Manu Yáñez
Al ver a un Joaquin Phoenix alcoholizado transitando en coche las soleadas carreteras de Braylin, más de un espectador puede imaginarse todavía atrapado en la hipnótica y narcotizada Inherent Vice. Las imágenes son, en realidad, de las menos cautivante, drásticamente irregular y aún así satisfactoria Irrational Man, la nueva inmersión de Woody Allen en la cara más oscura de la psique humana. La clave de este juicio aparentemente contradictorio reside en la extrañísima relación que se establece entre el creador del film (Allen) y su criatura (Phoenix). El cineasta de Manhattan posee una largo historial de colaboraciones con actores que han aceptado convertirse en sus alter egos –de John Cussack a Cate Blanchett–. Menos abundantes y más fascinantes son las ocasiones en las que Allen ha liberado a sus interpretes de dicha losa: los casos de Martin Landau en Delitos y faltas o Jonathan Rhys-Meyers en Match Point son buenos ejemplos de ello. Y no hace falta decir que el espíritu indomable de Joaquin Phoenix impone un diálogo de este tipo entre autor y actor.
En Irrational Man, Phoenix parece ir por libre, aislado en su propia película, y eso provoca una serie de desajustes muy curiosos, disfunciones que acercan el film a la idea del cine “objetivamente malo” que proponía el crítico J. Hoberman en su seminal texto Películas malas. A Phoenix parece importarle muy poco el lugar en el que el director de fotografía de Allen (Darius Khondji) decide poner la cámara y al director de Annie Hall no parece molestarle que el protagonista de The Master le de la espalda al objetivo mientras flirtea con Emma Stone, cuya encantadora profesionalidad y sentido de la precisión sobreviven al vendaval errático de Phoenix. Lo que termina cuajando es un juego de desacuerdos actorales que, en cierta manera, halla un peculiar reflejo en el tono del film, que mantiene un pie en la habitual comedia de trasfondo costumbrista de Allen, mientras entierra el otro en el drama moral existencialista. Sobre el papel, el híbrido tonal no está lejos de lo que Allen proponía en Blue Jasmine, aunque veremos que, en este caso, el dilema moral que se propone al espectador es más complejo y sugerente.
En cuanto a la trama, resulta todo un reto explicar su desarrollo sin caer en el spoiler flagrante. Digamos que todo empieza como la típica historia de una alumna (Stone) que cae rendida a los encantos de su maestro (Phoenix). La gracia está en ver cómo Phoenix inyecta un impulso suicida a un cínico profesor de filosofía abandonado por su mujer, huérfano de mejor amigo –fallecido en Irak– y desencantado con su trabajo en particular y con la existencia en general. Allen aprovecha este arranque para poner en la boca y en las voces en off de Stone y Phoenix una de sus habituales y cada vez más descoloridas peroratas de orden filosófico: la imposibilidad de la mentira según Kant, la ansiedad del hombre libre según Kierkegaard, “el infierno es el Otro” de Sartre…

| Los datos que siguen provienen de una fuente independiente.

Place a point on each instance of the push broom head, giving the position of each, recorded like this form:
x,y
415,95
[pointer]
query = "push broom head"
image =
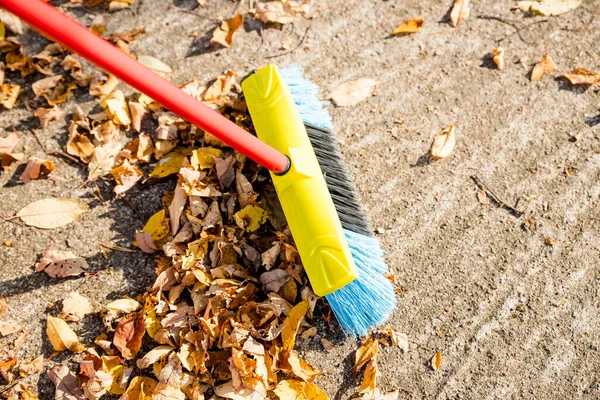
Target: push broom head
x,y
343,260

Todo parece encaminado hacia la monotonía dramática y la desidia formal, pero entonces acontece un giro –mitad chiste criminal, mitad encrucijada hitchcockiana– que sitúa al espectador ante la tesitura de tener que empatizar con un tipo irredimible. Y lo interesante es que, a diferencia de lo que ocurría en Match Point o Delitos y faltas, la película se sostiene sobre una alegre amoralidad, un registro que recuerda al de Conocerás al hombre de tus sueños. Hay guiños a Extraños en un tren y una visita a un romántico salón de espejos que, inevitablemente, recuerda a Misterioso asesinato en Manhattan, que a su vez homenajeaba a La dama de Shanghai de Orson Welles. Con la recuperación anímica de Phoenix, la película descubre un nervio y energía sin precedentes, aun cuando las voces en off siembran el film de minas sobreexplicativas. En Irrational Man, Allen vuelve a mostrarse como un cineasta mucho más preocupado por sus temas e historias que por sus imágenes. Y eso le basta para entregar un nuevo entretenimiento disfrazado de pasatiempo moral.